All AI models require that a user supply data for them to produce an output. Unfortunately, most data scientists aren’t network security specialist. They do what they know how to do or can make work in a pinch. This “get it done/move fast and break things” approach commonly leads to deployment scenarios that are nothing more than an AI model wrapped in a Flask app. It’s minimal and works for low volume inference. However, if your solution to AI deployment is to put a Web server up and just pass data into it, what you’re really saying is that you’ve got a place on your network that’s going to ingest arbitrary data. If you’re not fencing it off somehow and putting access control and logging in place, then you are essentially saying you trust people not to upload anything malicious to your network. See the problem?
To review: Availability for AI comes with many of the same problems as enterprise microservices, but with the added threat of well meaning, but uninformed Data Scientists added attack planes to your network. If you’re involved with a network running AI, you need to communicate with the team how data moves into and out of the models to prevent any security policy violations in addition to standard enterprise deployment evaluations.
Advanced Technology and Engineering Basics
Fighting off AI attacks starts with the basics.

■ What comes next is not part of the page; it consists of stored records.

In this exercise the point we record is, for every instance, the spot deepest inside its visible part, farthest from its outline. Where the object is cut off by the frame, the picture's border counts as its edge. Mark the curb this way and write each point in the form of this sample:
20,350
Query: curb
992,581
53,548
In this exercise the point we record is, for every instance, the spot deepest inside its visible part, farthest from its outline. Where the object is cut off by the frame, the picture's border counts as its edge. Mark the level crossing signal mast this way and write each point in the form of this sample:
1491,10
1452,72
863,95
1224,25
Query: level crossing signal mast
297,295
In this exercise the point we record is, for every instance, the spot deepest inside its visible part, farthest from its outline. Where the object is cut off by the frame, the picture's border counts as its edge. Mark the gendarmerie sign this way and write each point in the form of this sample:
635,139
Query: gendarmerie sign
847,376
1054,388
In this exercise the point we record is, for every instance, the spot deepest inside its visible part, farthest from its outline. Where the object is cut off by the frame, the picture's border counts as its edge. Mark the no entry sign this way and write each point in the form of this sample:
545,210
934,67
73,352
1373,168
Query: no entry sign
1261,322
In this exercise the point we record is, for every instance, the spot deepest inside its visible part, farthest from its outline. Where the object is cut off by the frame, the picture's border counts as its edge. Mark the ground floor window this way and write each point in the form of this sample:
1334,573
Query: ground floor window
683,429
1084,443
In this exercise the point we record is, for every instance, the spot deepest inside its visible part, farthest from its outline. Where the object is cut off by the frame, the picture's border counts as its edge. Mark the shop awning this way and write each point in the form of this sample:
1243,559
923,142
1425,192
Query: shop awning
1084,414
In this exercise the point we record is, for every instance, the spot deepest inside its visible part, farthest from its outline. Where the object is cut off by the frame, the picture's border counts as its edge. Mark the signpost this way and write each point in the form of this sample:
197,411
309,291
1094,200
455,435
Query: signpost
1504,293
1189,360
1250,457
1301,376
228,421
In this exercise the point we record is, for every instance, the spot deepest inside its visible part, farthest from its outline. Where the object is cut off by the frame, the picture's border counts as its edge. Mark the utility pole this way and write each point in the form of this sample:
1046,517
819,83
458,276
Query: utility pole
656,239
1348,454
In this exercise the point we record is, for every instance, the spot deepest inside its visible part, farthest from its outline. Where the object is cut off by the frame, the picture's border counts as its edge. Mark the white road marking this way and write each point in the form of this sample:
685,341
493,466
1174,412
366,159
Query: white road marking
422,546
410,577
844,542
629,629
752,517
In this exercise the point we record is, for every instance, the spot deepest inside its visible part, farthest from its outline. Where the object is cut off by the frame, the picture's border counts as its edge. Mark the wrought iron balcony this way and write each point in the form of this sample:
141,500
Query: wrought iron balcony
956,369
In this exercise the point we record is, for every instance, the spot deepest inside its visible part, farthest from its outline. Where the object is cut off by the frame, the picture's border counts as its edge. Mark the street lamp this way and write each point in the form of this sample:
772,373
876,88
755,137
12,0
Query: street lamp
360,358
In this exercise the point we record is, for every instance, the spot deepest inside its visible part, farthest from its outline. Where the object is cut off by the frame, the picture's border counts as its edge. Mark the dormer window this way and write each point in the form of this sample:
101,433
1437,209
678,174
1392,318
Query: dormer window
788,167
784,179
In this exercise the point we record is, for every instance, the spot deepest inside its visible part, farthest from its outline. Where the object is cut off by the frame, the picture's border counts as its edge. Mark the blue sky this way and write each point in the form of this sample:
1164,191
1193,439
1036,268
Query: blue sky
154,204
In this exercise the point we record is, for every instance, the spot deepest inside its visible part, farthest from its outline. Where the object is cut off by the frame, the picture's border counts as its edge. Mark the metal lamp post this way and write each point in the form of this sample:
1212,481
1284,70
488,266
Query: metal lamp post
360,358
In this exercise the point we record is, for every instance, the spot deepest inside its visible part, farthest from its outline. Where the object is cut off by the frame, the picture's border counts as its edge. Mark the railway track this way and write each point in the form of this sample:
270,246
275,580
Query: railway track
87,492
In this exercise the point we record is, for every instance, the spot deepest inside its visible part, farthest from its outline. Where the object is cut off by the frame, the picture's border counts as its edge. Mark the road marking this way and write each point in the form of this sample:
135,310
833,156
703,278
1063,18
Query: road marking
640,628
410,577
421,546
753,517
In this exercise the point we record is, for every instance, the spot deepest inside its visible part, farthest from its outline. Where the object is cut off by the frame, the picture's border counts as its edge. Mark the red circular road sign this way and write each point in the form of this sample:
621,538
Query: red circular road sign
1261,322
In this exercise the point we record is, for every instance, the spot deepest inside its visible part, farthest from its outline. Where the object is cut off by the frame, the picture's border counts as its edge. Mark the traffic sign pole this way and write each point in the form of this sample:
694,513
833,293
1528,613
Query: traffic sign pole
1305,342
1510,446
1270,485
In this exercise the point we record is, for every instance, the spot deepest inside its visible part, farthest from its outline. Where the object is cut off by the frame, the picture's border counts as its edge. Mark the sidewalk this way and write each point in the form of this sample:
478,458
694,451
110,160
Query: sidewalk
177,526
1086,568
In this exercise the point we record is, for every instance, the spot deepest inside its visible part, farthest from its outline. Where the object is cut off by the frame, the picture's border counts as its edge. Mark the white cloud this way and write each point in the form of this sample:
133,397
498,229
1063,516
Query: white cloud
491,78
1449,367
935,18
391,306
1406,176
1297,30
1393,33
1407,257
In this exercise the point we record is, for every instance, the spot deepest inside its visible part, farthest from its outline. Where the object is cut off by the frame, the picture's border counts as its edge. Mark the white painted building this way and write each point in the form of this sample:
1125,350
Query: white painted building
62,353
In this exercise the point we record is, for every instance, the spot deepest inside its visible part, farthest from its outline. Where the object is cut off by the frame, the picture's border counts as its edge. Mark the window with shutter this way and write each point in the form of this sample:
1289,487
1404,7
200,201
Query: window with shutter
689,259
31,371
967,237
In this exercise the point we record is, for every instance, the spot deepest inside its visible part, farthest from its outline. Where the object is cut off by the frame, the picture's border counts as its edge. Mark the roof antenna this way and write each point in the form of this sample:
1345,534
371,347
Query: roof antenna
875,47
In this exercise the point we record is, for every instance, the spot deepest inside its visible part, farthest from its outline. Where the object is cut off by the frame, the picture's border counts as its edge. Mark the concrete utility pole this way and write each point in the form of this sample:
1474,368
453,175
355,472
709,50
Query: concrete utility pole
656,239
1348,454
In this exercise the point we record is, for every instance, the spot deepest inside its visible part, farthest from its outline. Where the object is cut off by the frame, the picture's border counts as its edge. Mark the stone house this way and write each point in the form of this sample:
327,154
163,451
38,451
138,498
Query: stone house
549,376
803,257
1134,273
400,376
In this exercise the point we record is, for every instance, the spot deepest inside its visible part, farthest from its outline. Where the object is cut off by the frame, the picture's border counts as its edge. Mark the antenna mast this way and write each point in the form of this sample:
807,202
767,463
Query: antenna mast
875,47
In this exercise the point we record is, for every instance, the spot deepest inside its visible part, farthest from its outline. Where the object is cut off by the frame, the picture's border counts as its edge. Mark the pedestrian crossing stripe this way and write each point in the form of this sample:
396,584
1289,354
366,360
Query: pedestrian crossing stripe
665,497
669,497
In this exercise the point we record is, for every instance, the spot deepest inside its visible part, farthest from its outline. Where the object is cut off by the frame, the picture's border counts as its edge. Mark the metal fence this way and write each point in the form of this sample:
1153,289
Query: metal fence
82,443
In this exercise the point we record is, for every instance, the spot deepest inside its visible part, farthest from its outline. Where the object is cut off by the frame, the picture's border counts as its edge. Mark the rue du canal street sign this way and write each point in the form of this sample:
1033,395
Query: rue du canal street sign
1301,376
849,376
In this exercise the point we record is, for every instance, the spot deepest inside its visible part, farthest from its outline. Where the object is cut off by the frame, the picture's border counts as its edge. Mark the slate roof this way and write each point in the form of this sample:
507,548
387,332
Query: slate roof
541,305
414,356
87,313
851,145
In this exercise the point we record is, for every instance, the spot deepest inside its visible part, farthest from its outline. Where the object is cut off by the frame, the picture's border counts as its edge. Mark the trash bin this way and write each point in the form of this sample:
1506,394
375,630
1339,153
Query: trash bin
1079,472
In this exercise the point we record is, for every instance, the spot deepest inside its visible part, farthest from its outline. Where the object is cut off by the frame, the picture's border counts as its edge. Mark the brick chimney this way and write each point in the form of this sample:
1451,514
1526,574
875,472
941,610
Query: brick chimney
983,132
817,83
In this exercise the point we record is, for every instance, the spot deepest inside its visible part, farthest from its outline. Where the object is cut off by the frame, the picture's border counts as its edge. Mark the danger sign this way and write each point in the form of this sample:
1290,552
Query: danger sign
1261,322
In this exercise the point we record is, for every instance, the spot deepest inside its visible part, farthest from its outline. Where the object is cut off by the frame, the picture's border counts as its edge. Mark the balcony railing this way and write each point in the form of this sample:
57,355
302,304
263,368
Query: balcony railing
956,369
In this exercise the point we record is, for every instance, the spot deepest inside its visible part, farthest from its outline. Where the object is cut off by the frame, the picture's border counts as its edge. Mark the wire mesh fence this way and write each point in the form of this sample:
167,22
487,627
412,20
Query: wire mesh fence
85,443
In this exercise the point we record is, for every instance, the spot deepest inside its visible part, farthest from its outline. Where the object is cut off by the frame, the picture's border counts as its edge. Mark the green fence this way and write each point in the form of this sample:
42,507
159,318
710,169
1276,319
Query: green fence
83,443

Do decent software engineering. Fail fast and fix it. Be afraid of what you don’t know. Don’t look for guarantees—they don’t exist in security. Do trust that there will always be someone looking to exploit your vulnerabilities.
Last fall, the Defense Information Systems Agency (DISA) released their Container Image Creation and Deployment Guide (November 2020), a list of technical requirements for security conscience container image creation and deployment within a container platform. This document can be used as a checklist for isolating your AI from your host system so if something goes wrong inside your container, it stays in the container.
I would go further and suggest that a good place to start with AI security is to leverage the things that are already well-built and well-accepted. For example, you don’t need to ever rewrite crypto code and odds are you won’t build a better object detector than YOLO. Why risk attack surfaces by redeveloping your own implementations instead of leveraging the widely adopted open source community artifacts? There are well-respected open source projects, and even commercial products, that provide answers when security is the question. Don’t knock store-bought security: as long as AI IP is valuable, there’s an incentive for someone to try to steal it and we all need to take as many precautions as possible.
Finally, when thinking about AI security, I like to remember that complicated systems are by nature full of attack surfaces. Microsoft Windows has been around for almost 40 years and still puts out security patches (what seems like) the second Tuesday of every month. Because Microsoft has taken security seriously, they are now focused on edge cases that take a worldwide collaborative army to identify. That kind of security focus is lacking in the AI industry. The lack in focus is partially because we don’t know what attack surfaces are going to prove the most fruitful to nefarious actors in the next 10 years. Additionally, we haven’t spent much time thinking about it. However, this kind of focus is going to be required if we want to avoid the confidence killing side effects of a public security vulnerability impeding our industry growth. Getting to that level of focus is going to take some time, but you can do your part by thinking through and implementing the security practices outlined here.